Character Education

Should character education be taught in schools?

As I have learned about character education over the past year, I have been very adamant that I would introduce some sort of focus on practicing positive character traits and values in my classroom. I was aware that there might be issues with deciding on which traits to concentrate on and I did not want to create any specific lessons about the characteristics. My philosophy has been that it is best to discuss the values with my students. Another advantage of character education is to help unite my students to work toward a common goal of operating as a caring, functional classroom. It did not occur to me that some parents or community members might view character education programs as a conservative, religious agenda until reading Cornwall’s perspective that value-focused programs reinforce the majority’s social and cultural values (Evans, 2008, p. 343). Cornwall opposes character education programs for multiple reasons. A few of arguments against character education include 1) programs do not explain to children the reason for promoting certain values, 2) there is no way to track the success of programs, and 3) a better alternative is to transform how the classroom operates rather than focusing on the faults of people (Evans, 2008, pp. 343-347).

Cornwall’s first argument is not persuasive because it is nearly impossible to teach children anything without explaining why. If a teacher forgot, or purposefully did not explain the reason, then a student will likely ask. Cornwall assumes teachers or parents will respond to a child’s inquiry by stating, “because I say so.” If that is an adult’s response, then most children’s interest will decrease in learning whatever they are being taught. It is difficult to convince children of anything without providing ample reasoning. Children always have questions and (thankfully) are not satisfied until understanding why. Cornwall’s second argument is more convincing. There should absolutely be a method to track the success of character education programs. Of particular interest to me is what is the best method that students learn the values and what values are most worth teaching? Cornwall’s last point is thought provoking. I agree the system in place should not force people to make the better, responsible decision, but creating a better environment begins with people having values and morals. Additionally, this argument contradicts another argument that character education does not reflect the true complexity of choices in the real world (Evans, 20098, p. 344). If teachers and parents provide the most ideal system possible, then how will children learn decision-making skills to use once they are adults in society? Not everyone will be trying to protect them when they are adults.

Cornwall addresses important questions to consider, yet I still believe teaching values and character is beneficial for students. Character education helps teach students how to live by their values, even when there might be a hard decision to make. They have to analyze the benefits and consequences and decide on the option they think is best. Parents, teachers, and caregivers have the responsibility to guide children to learn why values and character traits are important and how these values help everyone live in a more harmonious society.

Reference

Evans, D. (2008). Taking sides: Clashing views in teaching and education practice. New York, NY: McGraw Hill Higher Education.

Educational Standards

One of the most controversial education debates centers around the issue of standards and curriculum decisions. Should standards be regulated at a local state level or by United States government at a federal level? There are advantages and disadvantages to regulation at both levels, although it seems everyone agrees a decision should be made so the United States can experience proper progress in education reform. The No Child Left Behind Act (NCLB) passed in the early 2000s brought the topic to an even greater debate. One of the biggest issues of NCLB is that educational standards each state must meet were decided on at a federal level, but the act authorized states to decide if schools met the required proficiency level.

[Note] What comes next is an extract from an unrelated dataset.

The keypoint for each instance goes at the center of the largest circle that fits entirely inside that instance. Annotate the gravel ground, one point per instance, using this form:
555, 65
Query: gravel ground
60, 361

Support for federal regulation includes the rationale that national standards create a comparable and equitable educational experience for all students, support for the growing need to compete globally, and allow for better collaboration among educators across the country (Evans, 2008, pp. 7-9). These are very valid reasons, especially if states have not demonstrated they are not capable of solving these issues. However, a better approach might be to advise local officials about steps they can take to enact similar policies to work toward common educational goals. Main arguments against national standards is that centralizing educational decisions and authority results in a loss of policy makers understanding needs within the local community and the loss of valuable teachers and administrators (Evans, 2008, pp. 14-16). In a country as large and populated as the United States, how can the federal government properly and efficiently decide on the educational needs for all? While there should be similarities among states, it is not beneficial to students or educators for all decisions to be implemented at a national level.

National versus local regulation is a very complex subject that should involve a longer discussion. I am still undecided on my preference as I reflect on my experiences as a student and my desires as a teacher. In 6th grade I moved from California to Washington. I remember one day in a science class when I realized I had previously learned what my teacher was teaching that day. At first I thought it was great that I did not have to learn something new, but then I wondered what I was going to miss. Did my new class already cover a different topic I should know? This memory leads me to believe national standards will help prevent this from happening. As a teacher, I think about how easy it would be if there were national standards and regulations. It would be easier for me if could easily move around the country and not think about a new state teaching certification or creating a completely new set of lesson plans. But it is more important to me to feel like my professional opinion will make a difference. I also believe that my students’ parents should have easy access to how standards are decided and regulated. I doubt our voices will be heard on a national level. Overall, the foundations of a democratic society area more important to me than the advantages of the federal government making all the decisions.

Evans, D. (2008). Taking sides: Clashing views in teaching and education practice. New York, NY: McGraw Hill Higher Education.